Preface – this post is a little “train of thought” and mostly rambling, so please bear with me…
So, like everywhere we go, we cause a bit of a scene. Now, when there are two of us, we use the double strollers, so it’s a bit less obvious, but still. Two double strollers carting three children similarly sized, and a 4 year old running in circles around us? A bit of an eye-catcher. We had an interesting time in elevators (No, there is no room for you, family of 7 international tourists, we can barely squeeze in as it is!). We had a lot of fun going up and down the hills. We did fail to get a good picture of that, but the first day there we went up one hill where I believe if we had taken a horizontal picture it would have been greater than a 60 degree angle. Craziness.
But I digress.
In the course of the weekend, we got the normal comments. The “Boy, you have your hands full!” <— most obnoxious comment ever, especially when you have a parrot of a 4 year old who now, whenever he doesn’t want to help, claims, “but mom, my hands are full!”… “Wow, were they natural??” — No. They are made of inorganic material. Yes, I get what you are asking, but really, is it appropriate to ask that of a good friend, much less a complete stranger??…. “Better you than me!” — Yes, I completely agree.
But anyways, so we were at Hard Rock Cafe there by Pier 39 getting a few souvenirs (thankfully not one of which included a shirt!) and the gentleman who worked there started asking the normal questions.
“Are they… triplets?” “Two girls and one boy?” “Wow, was that a surprise?” etc etc. In the midst of this, I’m trying to keep Aiden from knocking over display stands and figure out what souvenirs we want for the babies, and getting a bit annoyed. I remember thinking, “JUST CHECK US OUT ALREADY!!!”
So at some point I walked away with Aiden to get these cute little things for the babies (of which we then had to go back and get an additional one for Aiden later… because AFTER we had left the store he decided he wanted one too), and Steven was talking with the guy who worked there. We’ll call him J. I guess J started asking less normal questions (How many weeks were they? Are they healthy now? And other questions normally only asked by other multiples families, or those with preemies themselves, or medical backgrounds). So when he finally asked the question of “Were they… natural?” Steven answered honestly. Normally we avoid it because explaining the IUI process is much more complicated than just saying “IVF” or “We used medicine.” Most people have never heard of it unless they’ve been there themselves. And again, is it really appropriate to get that intimate with a total stranger in the first place??
So he told him that we did IUI and paused, waiting for the “Uh, what’s that??” or the “Oh, is that the petri-dish thing?” (Yes, I have been asked that question in the past).
And J. told us that he was asking because they, too, had tried for years.
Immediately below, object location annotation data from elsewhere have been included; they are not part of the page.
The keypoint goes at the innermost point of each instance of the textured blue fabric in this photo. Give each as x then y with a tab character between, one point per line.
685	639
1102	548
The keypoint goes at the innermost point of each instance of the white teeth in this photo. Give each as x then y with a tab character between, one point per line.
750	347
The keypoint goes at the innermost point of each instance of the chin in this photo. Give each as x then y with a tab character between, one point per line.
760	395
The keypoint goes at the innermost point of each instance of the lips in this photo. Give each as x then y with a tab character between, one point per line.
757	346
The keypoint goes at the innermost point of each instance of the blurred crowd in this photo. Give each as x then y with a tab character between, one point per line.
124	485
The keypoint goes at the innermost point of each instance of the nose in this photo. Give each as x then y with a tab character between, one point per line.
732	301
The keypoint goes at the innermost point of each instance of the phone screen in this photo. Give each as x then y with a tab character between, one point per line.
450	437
And they, too, had been pregnant with triplets. And they, too, were going to have two girls and a boy. Only they didn’t get to be the proud parents of multiples. They don’t get to have a blog where they go online and complain about all the insensitive or naiive or plainly rude people in the world. They got to 12 weeks and were told “You’re in the clear!” They got to 18 weeks and had an ultrasound where the babies all looked fine. They found out the genders. Thought about names. How to organize the baby room. What to do if she ended up on bedrest. All the normal things that parents of triplets start to worry/wonder about. And then they lost them at around 6 months pregnant. Too early to save them and deliver preemies. Too late to not have bonded yet. I did everything in my power not to cry in the middle of the store. I’ll admit – I started bawling when we left. I hugged that man at least 3 times, but I might have lost count. That was a year ago.
So the point of this, is that the rest of the trip when we would get the looks or the questions, I definitely managed them better than I had earlier in the day. And the next time that someone said, “Better you than me,” I agreed with him more than I ever had before. And when someone was heard saying, “Wow, I cannot imagine…” all I could think of is that I cannot imagine what it would be to be J and wonder “what if.”
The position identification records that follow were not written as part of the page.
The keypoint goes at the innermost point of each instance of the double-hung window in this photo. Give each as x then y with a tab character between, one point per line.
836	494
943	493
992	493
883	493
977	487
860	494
So I guess the point of this post is this: Hug your children tight. When someone asks questions, they may have a story behind it that they want to share, but don’t know how. And maybe say an extra prayer tonight for all those struggling with infertility and loss. I would take infertility for a million years over dealing with loss like that. And J., I doubt you’re reading this, but if you are… know that I meant every word that day. I will pray for you and your wife every night for the rest of our lives. For peace. For healing. For children. That some day you will be reunited with those three little angels in heaven. And hopefully you will have more children to give you happiness here on earth.
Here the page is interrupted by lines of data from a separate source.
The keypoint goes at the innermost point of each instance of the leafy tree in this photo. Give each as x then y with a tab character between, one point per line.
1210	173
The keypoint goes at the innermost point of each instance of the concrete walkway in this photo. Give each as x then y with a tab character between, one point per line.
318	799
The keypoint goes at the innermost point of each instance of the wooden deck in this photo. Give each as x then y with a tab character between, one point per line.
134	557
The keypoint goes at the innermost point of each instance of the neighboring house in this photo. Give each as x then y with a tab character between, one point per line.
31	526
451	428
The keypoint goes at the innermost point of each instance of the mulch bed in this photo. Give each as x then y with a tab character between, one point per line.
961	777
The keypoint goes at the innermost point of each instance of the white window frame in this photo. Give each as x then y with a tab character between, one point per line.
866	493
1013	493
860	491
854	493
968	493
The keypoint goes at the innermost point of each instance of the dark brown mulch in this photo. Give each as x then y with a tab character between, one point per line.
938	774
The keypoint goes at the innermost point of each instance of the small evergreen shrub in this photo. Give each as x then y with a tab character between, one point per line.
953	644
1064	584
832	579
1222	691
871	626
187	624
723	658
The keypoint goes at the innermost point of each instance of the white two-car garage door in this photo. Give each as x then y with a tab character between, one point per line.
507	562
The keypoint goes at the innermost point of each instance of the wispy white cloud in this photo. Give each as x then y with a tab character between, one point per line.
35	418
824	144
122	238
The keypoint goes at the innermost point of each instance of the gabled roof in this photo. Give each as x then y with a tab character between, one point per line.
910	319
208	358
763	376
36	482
hi niki, my oldest son and his wife can’t have children and have gone thru DHR to try and get children. it has been a long torturous road to say the least. they have had one baby in their home they just knew they would be able to keep only to be placed with family after 18 months. they finally have 2 little girls they are planning one adopting in July. all these families without children that want a baby so bad really do need our pray. thanks for the reminder to every one!